Cross Selling Tips to Follow & Traps to Avoid

Companies want their reps to know how to cross-sell more to their existing customer base. For many sales reps, the thought of selling that one little extra or next big thing is very enticing. Your quota went up 10% this year, great! Just cross-sell a little bit more and you’ll be fine, right? If it were only that easy!
We started building out our list of why reps struggle to cross-sell. Please let us know if you have any to add. These cross-selling tips should help you get started mastering the art of the cross-sell!
Cross Selling Tips to Avoid Common Traps
- Too much planning and too little execution. You confuse cross-selling with strategic account management and spend too much time building an elaborate plan that you can’t execute.
- Account managers are too risk averse. They don’t want to disrupt a sound relationship by introducing concepts, solutions, or people that they don’t fully trust.
- Misaligned compensation and incentives. The reward for cross-selling and doing the right thing for the customer does not outweigh the risk of maintaining the status quo.
- Too many products, too little product knowledge. Your reps have access to dozens (or more) products, too many to possibly learn, and fall back into selling what they know.
- Reps have the will, but not the skill. Despite their desire to cross-sell, the rep doesn’t know how to position the new product and loses credibility with the customer.
- Too little intelligence to select the right product. The rep doesn’t have enough information to make an informed choice to select a product that makes sense for the customer.
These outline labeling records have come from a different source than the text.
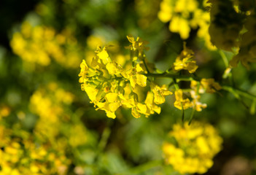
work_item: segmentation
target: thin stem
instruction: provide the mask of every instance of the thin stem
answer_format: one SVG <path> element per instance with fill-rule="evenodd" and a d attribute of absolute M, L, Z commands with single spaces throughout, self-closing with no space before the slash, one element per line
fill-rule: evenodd
<path fill-rule="evenodd" d="M 168 73 L 163 73 L 163 74 L 144 74 L 147 77 L 152 77 L 156 78 L 172 78 L 176 79 L 178 81 L 201 81 L 201 78 L 195 77 L 194 75 L 179 75 L 174 74 L 168 74 Z"/>
<path fill-rule="evenodd" d="M 145 68 L 146 68 L 146 70 L 147 70 L 147 74 L 150 74 L 150 69 L 149 69 L 149 68 L 147 67 L 147 64 L 146 64 L 145 59 L 143 58 L 143 59 L 142 59 L 142 61 L 143 61 L 144 66 Z"/>
<path fill-rule="evenodd" d="M 225 66 L 226 68 L 228 68 L 228 60 L 226 55 L 225 55 L 225 53 L 221 50 L 219 50 L 219 52 L 220 52 L 220 55 L 221 55 L 221 58 L 223 60 Z"/>

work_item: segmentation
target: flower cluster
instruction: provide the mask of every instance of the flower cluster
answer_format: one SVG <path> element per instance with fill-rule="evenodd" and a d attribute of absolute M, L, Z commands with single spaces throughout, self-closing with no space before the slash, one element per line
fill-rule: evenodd
<path fill-rule="evenodd" d="M 52 28 L 33 27 L 28 22 L 23 23 L 20 32 L 13 34 L 11 47 L 30 67 L 35 64 L 48 66 L 54 59 L 63 67 L 76 68 L 82 56 L 71 30 L 66 28 L 57 34 Z"/>
<path fill-rule="evenodd" d="M 191 28 L 199 28 L 198 37 L 204 39 L 209 49 L 214 50 L 216 48 L 211 44 L 208 33 L 210 15 L 205 10 L 208 6 L 206 1 L 205 0 L 203 4 L 200 4 L 196 0 L 163 0 L 158 18 L 163 23 L 171 21 L 169 30 L 179 33 L 183 39 L 189 37 Z M 201 7 L 203 7 L 204 9 Z"/>
<path fill-rule="evenodd" d="M 106 116 L 111 118 L 116 117 L 115 112 L 121 106 L 131 109 L 131 114 L 136 118 L 141 114 L 147 117 L 155 112 L 160 114 L 161 109 L 158 105 L 163 104 L 166 96 L 173 93 L 166 85 L 159 86 L 152 77 L 168 77 L 170 75 L 171 77 L 177 74 L 154 74 L 155 66 L 148 63 L 144 52 L 144 50 L 148 50 L 145 47 L 147 42 L 139 37 L 135 39 L 128 36 L 127 38 L 131 43 L 127 47 L 130 50 L 131 58 L 123 65 L 115 61 L 117 58 L 110 56 L 109 47 L 98 47 L 90 63 L 82 61 L 79 74 L 81 88 L 86 92 L 96 109 L 105 111 Z M 173 71 L 177 74 L 181 70 L 187 70 L 192 74 L 198 67 L 193 52 L 185 43 L 184 50 L 173 64 Z M 195 86 L 195 83 L 198 85 Z M 198 112 L 206 107 L 206 104 L 200 102 L 199 94 L 214 93 L 221 89 L 213 79 L 193 80 L 190 101 L 189 98 L 184 98 L 183 90 L 177 88 L 178 85 L 176 84 L 175 87 L 174 106 L 180 110 L 193 108 Z M 147 93 L 146 97 L 141 96 L 142 92 Z"/>
<path fill-rule="evenodd" d="M 66 157 L 65 149 L 18 131 L 0 125 L 1 175 L 66 174 L 71 160 Z"/>
<path fill-rule="evenodd" d="M 187 122 L 174 125 L 168 137 L 173 142 L 163 145 L 166 162 L 181 174 L 206 172 L 222 142 L 213 126 L 196 121 L 190 125 Z"/>
<path fill-rule="evenodd" d="M 171 93 L 166 87 L 150 83 L 152 90 L 147 93 L 144 101 L 139 99 L 138 89 L 147 85 L 147 65 L 143 64 L 144 50 L 147 47 L 144 46 L 146 42 L 139 37 L 134 39 L 128 36 L 128 39 L 131 43 L 128 47 L 131 61 L 124 68 L 110 58 L 107 47 L 98 47 L 90 66 L 82 61 L 79 74 L 82 90 L 97 109 L 105 111 L 111 118 L 116 117 L 115 112 L 121 106 L 131 109 L 135 117 L 159 114 L 160 108 L 157 104 L 163 103 L 165 96 Z"/>

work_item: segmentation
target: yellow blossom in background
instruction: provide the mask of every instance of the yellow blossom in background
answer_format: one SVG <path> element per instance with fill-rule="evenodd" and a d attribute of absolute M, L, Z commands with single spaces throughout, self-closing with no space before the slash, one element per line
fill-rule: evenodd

The sale feels forced.
- Poor understanding of how products fit into an integrated solution. Building on the previous point, reps may know something about a product, but they are unsure how different products fit together into a solution. Additionally, they have no idea how to design, implement, or support the solution.
- Lack of a “win-win” mindset. The rep is so determined to cross-sell that next product that they lose sight of why the customer will benefit and why they will buy from the rep.
- Value proposition is unclear or not compelling. The rep cannot create a strong enough business case for the customer to move forward, or the proposal is not aligned with the customer’s goals.
- Difficulty working with product and subject matter experts. Subject matter experts are often wired a bit differently than sales reps and, in the absence of a personal or working relationship, may be difficult for your reps to trust.
- Insufficient political juice to marshal necessary resources. The rep wants to do all the right things and bring together all of the right people, but just can’t rally the support needed for his/her effort.
- Lack of common language or process. The rep manages to rally all of the right subject matter experts but the process feels disjointed and everyone ends up fighting for shelf space.
- The rep is a bad fit for the customer. The rep may have too little experience or the wrong experience, and can’t build enough credibility with the customer to sell more.
- Heavily entrenched competition. Your rep has the perfect solution for the customer but expanding the solution creates a potential conflict with another provider.
- “Do Nothing” is still your biggest competitor. Sad but true. Your rep doesn’t make a strong enough case for change or create a sense of urgency to reprioritise your solution.
What other cross-selling tips would you add to our list?